Chiropractic is a whole-body approach to healthcare that analyzes the alignment and movement of the vertebra in the spine and other joints of the body. By correcting misalignments and restrictions in dysfunctional joints, a chiropractic adjustment improves both the biomechanics and the neurological function of the body.
Every nerve in the body travels from the brain through the spinal cord that is protected by the vertebra of the spine. Furthermore, the spine and its muscle attachments provide constant feedback to the brain about the body's position in space. When a vertebra becomes misaligned and isn't moving properly through injury, chronic posture, micro-traumas, or unlimited other causes, it provides inaccurate feedback to the brain through the nerves and spinal cord. This can cause pain, postural issues, and predisposition to injury.

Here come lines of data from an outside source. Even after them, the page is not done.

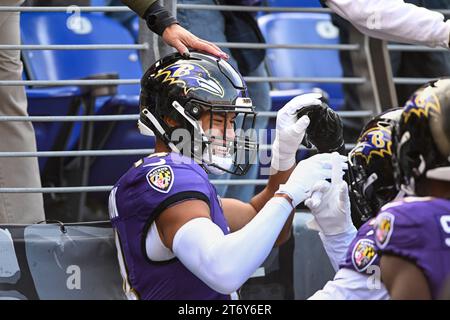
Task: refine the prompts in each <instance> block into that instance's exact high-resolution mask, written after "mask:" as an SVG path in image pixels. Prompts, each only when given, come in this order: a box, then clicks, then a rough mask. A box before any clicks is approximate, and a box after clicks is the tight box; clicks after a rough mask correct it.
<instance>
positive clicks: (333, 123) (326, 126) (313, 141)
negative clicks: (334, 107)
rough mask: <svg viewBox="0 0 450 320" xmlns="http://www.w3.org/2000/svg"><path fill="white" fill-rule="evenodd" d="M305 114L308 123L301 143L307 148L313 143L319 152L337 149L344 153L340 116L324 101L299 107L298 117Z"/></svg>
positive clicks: (328, 150)
mask: <svg viewBox="0 0 450 320" xmlns="http://www.w3.org/2000/svg"><path fill="white" fill-rule="evenodd" d="M304 115H307V116H308V117H309V119H310V124H309V126H308V128H307V129H306V134H305V137H304V138H303V141H302V144H303V145H304V146H306V147H307V148H311V147H312V145H314V146H315V147H316V148H317V150H318V151H319V153H323V152H333V151H337V152H339V153H341V154H344V153H345V144H344V127H343V125H342V121H341V118H339V116H338V114H337V113H336V112H334V110H333V109H331V108H330V107H329V106H328V105H327V104H326V103H322V104H321V105H315V106H308V107H304V108H302V109H300V110H299V111H298V113H297V116H298V118H300V117H302V116H304Z"/></svg>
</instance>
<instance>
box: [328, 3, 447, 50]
mask: <svg viewBox="0 0 450 320" xmlns="http://www.w3.org/2000/svg"><path fill="white" fill-rule="evenodd" d="M326 4H327V6H328V7H329V8H330V9H332V10H333V11H334V12H336V13H337V14H338V15H340V16H341V17H343V18H344V19H347V20H348V21H350V22H351V23H352V24H353V25H354V26H355V27H356V28H357V29H359V30H360V31H361V32H363V33H365V34H367V35H369V36H372V37H376V38H381V39H384V40H390V41H397V42H405V43H412V44H420V45H426V46H430V47H437V46H439V47H445V48H448V47H449V40H450V39H449V38H450V22H445V21H444V16H443V15H442V14H441V13H438V12H434V11H431V10H428V9H426V8H422V7H417V6H415V5H413V4H409V3H405V2H404V1H403V0H389V1H388V0H327V1H326Z"/></svg>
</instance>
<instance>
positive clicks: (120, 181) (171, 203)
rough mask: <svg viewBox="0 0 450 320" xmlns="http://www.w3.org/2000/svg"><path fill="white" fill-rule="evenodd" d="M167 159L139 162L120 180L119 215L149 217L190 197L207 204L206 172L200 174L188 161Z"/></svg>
mask: <svg viewBox="0 0 450 320" xmlns="http://www.w3.org/2000/svg"><path fill="white" fill-rule="evenodd" d="M156 160H158V159H156ZM167 162H168V161H167ZM167 162H166V161H163V160H160V161H153V162H151V163H148V162H147V163H144V164H141V165H140V166H139V167H137V168H135V169H134V170H133V171H132V172H131V173H129V174H127V177H126V179H122V180H121V181H120V183H119V186H118V190H117V192H116V195H115V200H116V204H117V208H118V215H119V216H120V217H122V218H124V219H127V217H132V216H139V217H141V219H145V220H148V221H151V220H154V219H156V217H157V216H158V215H159V214H160V213H161V212H163V211H164V210H165V209H167V208H169V207H170V206H172V205H174V204H175V203H178V202H181V201H186V200H189V199H198V200H202V201H204V202H206V203H207V204H208V206H209V205H210V203H211V201H212V196H213V193H212V191H211V188H212V186H211V185H210V183H209V181H208V180H207V178H206V177H207V176H206V174H205V175H204V176H202V175H201V174H200V173H199V172H198V171H196V170H194V168H193V167H192V166H191V165H180V164H173V163H167Z"/></svg>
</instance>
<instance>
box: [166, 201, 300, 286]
mask: <svg viewBox="0 0 450 320" xmlns="http://www.w3.org/2000/svg"><path fill="white" fill-rule="evenodd" d="M291 212H292V206H291V205H290V204H289V202H288V201H287V200H286V199H285V198H281V197H275V198H272V199H270V200H269V201H268V202H267V203H266V205H265V206H264V207H263V208H262V209H261V211H260V212H259V213H258V214H257V215H256V216H255V217H254V218H253V219H252V220H251V221H250V222H249V223H248V224H247V225H246V226H245V227H243V228H242V229H240V230H238V231H236V232H233V233H230V234H228V235H224V233H223V232H222V230H221V229H220V228H219V227H218V226H217V225H216V224H214V223H213V222H212V221H211V220H210V219H208V218H196V219H193V220H191V221H189V222H187V223H186V224H184V225H183V226H182V227H181V228H180V229H179V230H178V231H177V232H176V234H175V237H174V239H173V245H172V248H173V252H174V253H175V255H176V257H177V258H178V259H179V260H180V261H181V262H182V263H183V264H184V265H185V266H186V268H188V269H189V270H190V271H191V272H192V273H193V274H195V275H196V276H197V277H198V278H199V279H201V280H202V281H203V282H205V283H206V284H207V285H208V286H209V287H210V288H212V289H213V290H216V291H217V292H220V293H223V294H230V293H232V292H234V291H236V290H237V289H239V288H240V287H241V286H242V284H244V282H245V281H247V279H248V278H250V276H251V275H252V274H253V273H254V272H255V270H256V269H257V268H258V267H259V266H260V265H261V264H262V263H263V262H264V260H265V259H266V258H267V256H268V255H269V253H270V251H271V250H272V248H273V245H274V244H275V241H276V239H277V238H278V235H279V234H280V232H281V230H282V228H283V225H284V223H285V222H286V220H287V218H288V217H289V214H290V213H291Z"/></svg>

Chiropractic aims to improve how you feel, function, and perform by restoring proper function to the spine and pelvis.
Recent research has shown that benefits of chiropractic include:
Improved Joint and Body Position Sense1, 2
Activation of deep abdominal muscles to increase core stabilization and protect the spine3
Improvements in the way our brain integrates sensory and motor information4, 5, 6
Increased muscle strength7, 8
Reduced muscle fatigue7
Better control of muscle contraction and relaxation, leading to better posture6, 7
1. Haavik H, Murphy B. Subclinical neck pain and the effects of cervical manipulation on elbow joint position sense. Journal of Manipulative & Physiological Therapeutics. 2011;34:88-97.
2. Holt K. Effectiveness of Chiropractic Care in Improving Sensorimotor Function Associated with Fall Risk in Older People. Auckland, New Zealand: Department of Population Health, University of Auckland; 2013.

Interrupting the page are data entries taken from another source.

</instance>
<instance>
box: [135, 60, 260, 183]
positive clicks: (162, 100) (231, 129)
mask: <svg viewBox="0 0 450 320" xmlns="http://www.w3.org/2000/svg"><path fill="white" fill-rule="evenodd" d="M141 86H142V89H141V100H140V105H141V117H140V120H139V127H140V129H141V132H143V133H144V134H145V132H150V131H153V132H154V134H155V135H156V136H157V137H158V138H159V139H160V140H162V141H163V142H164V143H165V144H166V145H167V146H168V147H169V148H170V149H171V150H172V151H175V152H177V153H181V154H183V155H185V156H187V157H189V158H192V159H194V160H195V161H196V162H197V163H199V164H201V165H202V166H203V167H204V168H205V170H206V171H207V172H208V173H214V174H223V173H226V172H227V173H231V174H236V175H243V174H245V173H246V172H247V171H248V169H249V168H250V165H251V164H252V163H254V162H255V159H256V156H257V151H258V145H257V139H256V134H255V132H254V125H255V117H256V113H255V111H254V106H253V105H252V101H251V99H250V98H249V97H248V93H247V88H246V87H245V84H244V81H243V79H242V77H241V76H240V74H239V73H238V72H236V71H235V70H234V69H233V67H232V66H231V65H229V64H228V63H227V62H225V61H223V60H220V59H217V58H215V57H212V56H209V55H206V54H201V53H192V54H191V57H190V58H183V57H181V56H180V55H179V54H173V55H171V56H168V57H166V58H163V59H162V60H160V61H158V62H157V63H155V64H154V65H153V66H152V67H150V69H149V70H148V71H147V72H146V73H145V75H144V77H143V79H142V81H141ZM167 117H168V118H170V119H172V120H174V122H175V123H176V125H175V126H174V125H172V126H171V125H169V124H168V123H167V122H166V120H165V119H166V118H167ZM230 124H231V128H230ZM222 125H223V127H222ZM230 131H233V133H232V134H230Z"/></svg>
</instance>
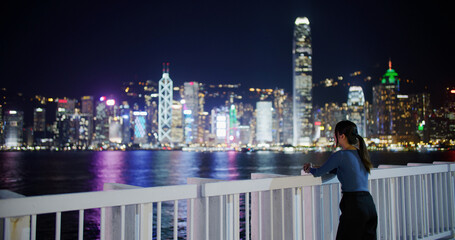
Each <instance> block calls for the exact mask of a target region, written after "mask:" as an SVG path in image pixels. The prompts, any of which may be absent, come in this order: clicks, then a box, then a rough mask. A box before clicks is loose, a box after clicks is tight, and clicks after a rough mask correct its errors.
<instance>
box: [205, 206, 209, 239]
mask: <svg viewBox="0 0 455 240" xmlns="http://www.w3.org/2000/svg"><path fill="white" fill-rule="evenodd" d="M205 209H206V210H205V240H209V229H210V222H209V210H210V207H209V197H205Z"/></svg>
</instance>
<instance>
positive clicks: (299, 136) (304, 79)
mask: <svg viewBox="0 0 455 240" xmlns="http://www.w3.org/2000/svg"><path fill="white" fill-rule="evenodd" d="M292 56H293V63H292V65H293V104H294V106H293V112H294V114H293V117H294V118H293V125H294V136H293V145H305V146H309V145H311V144H312V139H311V136H312V133H313V123H312V119H311V116H312V109H313V100H312V92H311V91H312V87H313V80H312V72H313V71H312V47H311V31H310V21H309V20H308V18H306V17H303V18H301V17H299V18H297V19H296V20H295V27H294V39H293V48H292Z"/></svg>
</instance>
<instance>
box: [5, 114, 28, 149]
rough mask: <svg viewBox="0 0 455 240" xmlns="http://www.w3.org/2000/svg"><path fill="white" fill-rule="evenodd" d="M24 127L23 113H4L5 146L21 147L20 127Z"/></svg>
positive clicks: (21, 136) (9, 146)
mask: <svg viewBox="0 0 455 240" xmlns="http://www.w3.org/2000/svg"><path fill="white" fill-rule="evenodd" d="M23 125H24V113H23V112H22V111H18V110H9V111H6V112H5V146H6V147H7V148H16V147H20V146H21V145H22V127H23Z"/></svg>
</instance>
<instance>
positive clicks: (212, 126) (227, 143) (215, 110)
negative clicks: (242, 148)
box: [211, 106, 230, 146]
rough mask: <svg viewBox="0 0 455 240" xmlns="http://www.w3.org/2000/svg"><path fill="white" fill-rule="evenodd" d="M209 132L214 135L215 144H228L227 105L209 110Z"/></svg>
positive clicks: (228, 132) (224, 145) (227, 124)
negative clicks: (209, 126)
mask: <svg viewBox="0 0 455 240" xmlns="http://www.w3.org/2000/svg"><path fill="white" fill-rule="evenodd" d="M211 117H212V121H211V122H212V127H211V132H212V134H213V135H215V143H216V144H224V146H227V145H228V144H229V139H228V136H229V128H230V126H229V122H230V121H229V109H228V108H227V107H224V106H222V107H219V108H213V109H212V111H211Z"/></svg>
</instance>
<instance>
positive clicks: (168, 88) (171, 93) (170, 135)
mask: <svg viewBox="0 0 455 240" xmlns="http://www.w3.org/2000/svg"><path fill="white" fill-rule="evenodd" d="M172 91H173V83H172V79H171V78H170V77H169V63H168V64H167V69H164V65H163V76H162V78H161V79H160V81H159V82H158V94H159V101H158V141H159V142H160V143H161V144H166V143H171V142H172V138H171V129H172V99H173V92H172Z"/></svg>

3. Marshall P, Murphy B. The Effect of Sacroiliac Joint Manipulation on Feed-Forward Activation Times of the Deep Abdominal Musculature. Journal of Manipulative and Physiological Therapeutics. 2006;29(3):196-202.

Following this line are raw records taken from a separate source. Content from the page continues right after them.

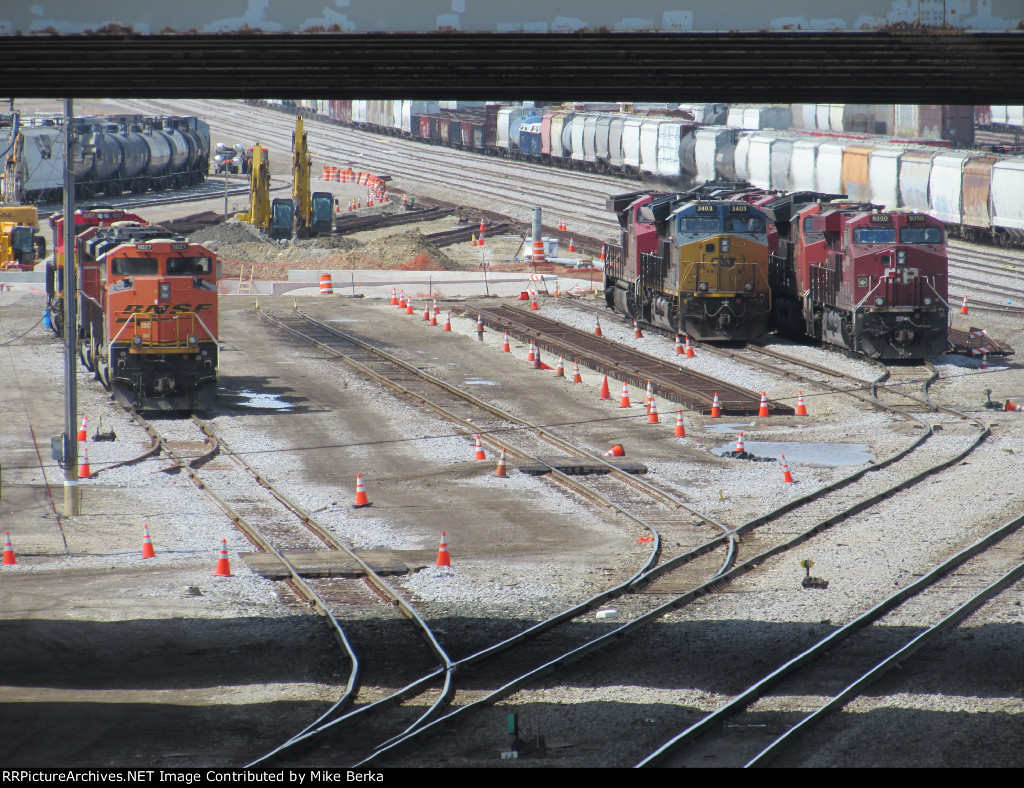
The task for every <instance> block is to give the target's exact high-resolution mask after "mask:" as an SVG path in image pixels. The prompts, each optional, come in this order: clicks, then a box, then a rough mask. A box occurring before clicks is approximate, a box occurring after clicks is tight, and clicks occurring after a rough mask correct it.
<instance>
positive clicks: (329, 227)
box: [292, 115, 334, 235]
mask: <svg viewBox="0 0 1024 788" xmlns="http://www.w3.org/2000/svg"><path fill="white" fill-rule="evenodd" d="M312 166H313V160H312V156H310V154H309V142H308V139H307V137H306V130H305V126H304V125H303V123H302V116H301V115H300V116H298V117H297V118H296V119H295V134H294V135H293V136H292V202H293V204H294V205H295V226H296V231H297V233H298V234H299V235H319V234H322V233H329V232H331V230H332V229H333V228H334V196H333V195H332V194H331V192H330V191H313V192H312V193H310V192H309V189H310V180H311V173H312Z"/></svg>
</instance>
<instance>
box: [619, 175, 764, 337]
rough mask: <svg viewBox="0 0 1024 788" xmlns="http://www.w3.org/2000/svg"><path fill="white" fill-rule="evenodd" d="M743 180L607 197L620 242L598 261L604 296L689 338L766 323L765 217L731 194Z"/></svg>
mask: <svg viewBox="0 0 1024 788" xmlns="http://www.w3.org/2000/svg"><path fill="white" fill-rule="evenodd" d="M744 187H745V184H742V185H739V184H726V183H714V184H707V185H705V186H701V187H699V188H697V189H693V190H691V191H687V192H681V193H674V194H659V193H656V192H649V191H648V192H632V193H628V194H618V195H615V196H612V198H609V199H608V201H607V204H606V207H607V208H608V209H609V210H611V211H613V212H614V213H615V214H616V216H617V217H618V223H620V227H621V231H622V246H621V248H620V249H618V250H613V251H612V259H611V260H610V261H609V262H608V263H607V264H606V266H605V277H604V294H605V302H606V304H607V305H608V307H610V308H611V309H613V310H614V311H616V312H620V313H622V314H624V315H626V316H627V317H632V318H634V319H636V320H638V321H641V322H646V323H649V324H651V325H656V326H658V327H662V329H666V330H668V331H671V332H675V333H679V334H686V335H687V336H689V337H692V338H693V339H697V340H706V341H707V340H720V341H746V340H753V339H757V338H758V337H760V336H761V335H763V334H764V333H765V332H766V331H767V329H768V320H769V315H770V312H771V292H770V290H769V283H768V262H769V242H768V230H769V223H768V219H767V217H766V216H765V214H764V212H763V211H761V209H759V208H758V207H757V206H754V205H751V204H750V203H746V202H743V201H741V200H735V199H733V198H734V196H735V195H736V194H738V193H741V192H742V191H743V190H744Z"/></svg>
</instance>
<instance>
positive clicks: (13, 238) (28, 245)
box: [0, 112, 46, 270]
mask: <svg viewBox="0 0 1024 788" xmlns="http://www.w3.org/2000/svg"><path fill="white" fill-rule="evenodd" d="M8 118H9V121H10V125H9V128H10V132H9V133H8V136H7V140H8V144H7V147H6V149H4V150H3V151H2V152H0V155H2V156H3V158H4V159H3V174H2V176H0V180H2V183H0V269H3V270H7V269H14V270H32V269H33V268H34V267H35V265H36V263H37V262H38V261H39V260H41V259H42V258H44V257H46V239H45V238H44V237H43V236H42V235H39V234H37V233H38V232H39V212H38V211H37V210H36V207H35V206H25V205H22V204H20V203H22V173H20V168H22V150H23V146H24V145H25V137H24V136H23V134H22V132H20V129H19V127H20V116H19V114H18V113H14V112H12V113H11V115H10V116H8ZM5 120H7V118H5Z"/></svg>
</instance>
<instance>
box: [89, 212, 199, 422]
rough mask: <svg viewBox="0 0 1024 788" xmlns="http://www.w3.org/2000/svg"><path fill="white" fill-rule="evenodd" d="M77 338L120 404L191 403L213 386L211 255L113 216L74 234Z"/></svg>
mask: <svg viewBox="0 0 1024 788" xmlns="http://www.w3.org/2000/svg"><path fill="white" fill-rule="evenodd" d="M76 243H77V249H78V259H79V262H80V267H81V282H82V286H81V287H82V289H81V292H80V297H81V298H80V309H79V341H80V342H81V345H82V348H83V351H82V354H83V357H84V359H85V363H86V366H87V367H89V368H91V369H92V370H93V373H94V374H95V376H96V378H98V379H99V381H100V383H101V384H102V385H103V387H104V388H106V389H109V390H111V391H113V393H114V397H115V399H116V400H117V401H118V402H121V403H122V404H125V405H128V406H131V407H134V408H135V409H137V410H193V409H204V408H207V407H209V406H210V405H212V404H213V402H214V399H215V398H216V394H217V364H218V358H219V353H218V345H217V259H216V256H215V255H214V254H213V253H212V252H210V251H208V250H207V249H205V248H204V247H201V246H199V245H198V244H189V243H187V242H186V240H184V239H183V238H181V237H180V236H173V235H172V234H171V233H170V232H169V231H168V230H166V229H164V228H163V227H159V226H146V225H143V224H141V223H139V222H115V223H114V224H112V225H110V226H109V227H91V228H89V229H87V230H85V231H84V232H82V233H81V234H79V235H78V237H77V239H76Z"/></svg>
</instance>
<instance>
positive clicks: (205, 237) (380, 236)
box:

4. Haavik Taylor H, Murphy B. Cervical spine manipulation alters sensorimotor integration: A somatosensory evoked potential study. Clin Neurophysiol. 2007;118(2):391-402.
5. Haavik Taylor H, Murphy B. Altered central integration of dual somatosensory input following cervical spine manipulation. Journal of Manipulative & Physiological Therapeutics. 2010;33(3):178-188.
6. Haavik Taylor H, Murphy B. Altered sensorimotor integration with cervical spine manipulation. Journal of Manipulative and Physiological Therapeutics. 2008;31(2):115-126.
7. Niazi I, Turker K, Flavel S, Kingett M, Duehr J, Haavik H. Increased cortical drive and altered net excitability of low-threshold motor unit levels to the lower limb following spinal manipulation. Paper presented at: World Federation of Chiropractic's 12th Biennial Congress; April 6-9, 2013; Durban, South Africa.
8. Hillermann B, Gomes AN, Korporaal C, Jackson D. A pilot study comparing the effects of spinal manipulative therapy with those of extra-spinal manipulative therapy on quadriceps muscle strength. J Manipulative Physiol Ther. Feb 2006;29(2):145-149.